Zimbabwe, armed with television footage, appealed to FIFA. The world governing body’s record on righting perceived wrongs caused by lax security, particularly in Africa, is a little haphazard.

Yet the Dream Team were awarded a replay of the match, to be played in Lyon, France.

Grobbelaar had one of the finest nights of his international career in a 0-0 draw that was vividly celebrated 5 000 miles away.

Back home, bad drought was hurting the population and wearing at the country’s economy. “Morale was low at that time,” says McKop, “and people clung to the idea of the Dream Team and the road to the USA, and to what we felt might be our first time at an Africa Cup of Nations.

“When we played those qualifiers, started to put together an unbeaten run, those days brought back some of the joy of independence, the feeling of all having a single objective. I think that’s partly why the Dream Team label stuck.”

Zimbabwe’s Cup of Nations qualifying campaign would by the middle of 1993 be overshadowed by a bigger story.

When Zambia came to Harare for the final group match, needing a draw to pip the Dream Team for a place at the finals, they had the sympathy and support of the world.

Three months earlier the Zambia squad travelling to a match in Senegal had been killed in a plane crash. Against Zimbabwe, a hastily patched-together side fell a goal behind.

The Dream Team were on course for their first major tournament.
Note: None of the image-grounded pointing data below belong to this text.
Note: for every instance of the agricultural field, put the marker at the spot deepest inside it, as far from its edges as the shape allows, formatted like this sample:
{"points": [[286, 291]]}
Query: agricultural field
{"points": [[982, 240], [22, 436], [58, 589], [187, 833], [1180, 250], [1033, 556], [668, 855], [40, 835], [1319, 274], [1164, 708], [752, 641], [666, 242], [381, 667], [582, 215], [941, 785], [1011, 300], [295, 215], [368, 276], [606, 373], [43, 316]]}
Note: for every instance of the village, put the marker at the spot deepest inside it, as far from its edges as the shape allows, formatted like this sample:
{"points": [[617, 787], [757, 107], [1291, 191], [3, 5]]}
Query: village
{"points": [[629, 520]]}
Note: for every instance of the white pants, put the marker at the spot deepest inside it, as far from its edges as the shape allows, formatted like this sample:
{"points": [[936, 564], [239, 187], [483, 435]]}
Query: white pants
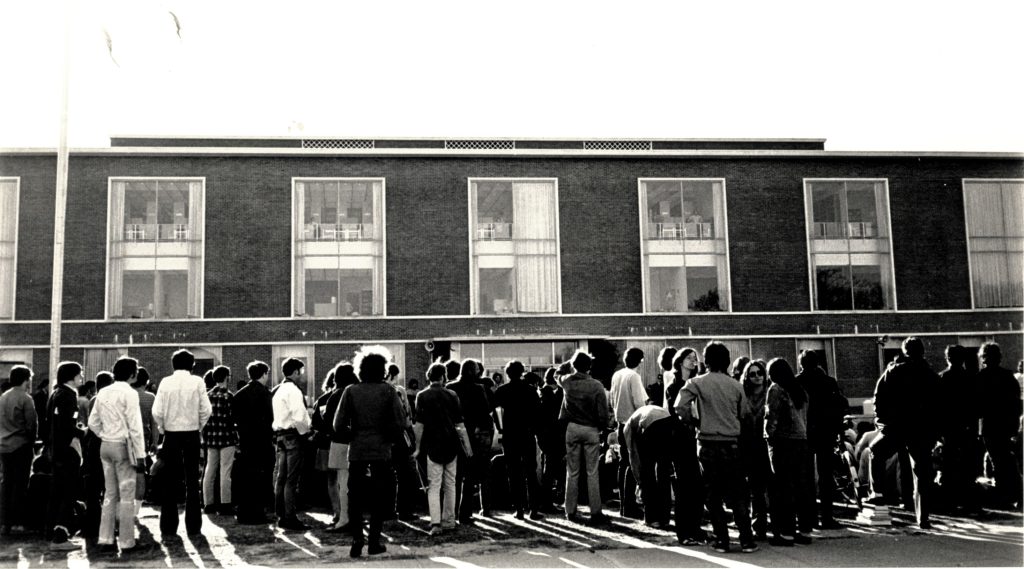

Eleven minutes remained when the Zambia captain Kalusha Bwalya directed a header past Grobbelaar.

The road to the USA remained open.

To add to the scalp of Egypt, there would be the cutting down to size of Cameroon, Africa’s most visible football power thanks to Italia 90, beaten 1-0 in Harare.

But Zimbabwe had dropped points with a defeat in Guinea, they also-rans in their mini-league. After the penultimate set of fixtures of the second group phase, Zimbabwe found themselves again one win shy of the target.

They had to go to Yaoundé and beat the Indomitable Lions to be one of the trio of African sides at the 1994 World Cup.

For a while, the dream flickered on.

When, five minutes into the second half, Adam Ndlovu scored, a hush came over the Ahmadou Ahidjo Stadium.

A brief respite from a noise Grobbelaar describes as “like a swarm of angry bees, ringing in your ears.” But Cameroon were already two goals up by then.

Once they added a third, Zimbabwe were broken.

On the touchline, Fabisch started throwing US dollar bills around, implying the referee, who had given a contentious early penalty in favour of Cameroon, had been bought.

Zim’s Dream Team had been 11 minutes from a first ever Cup of Nations. They had been one win from reaching the US.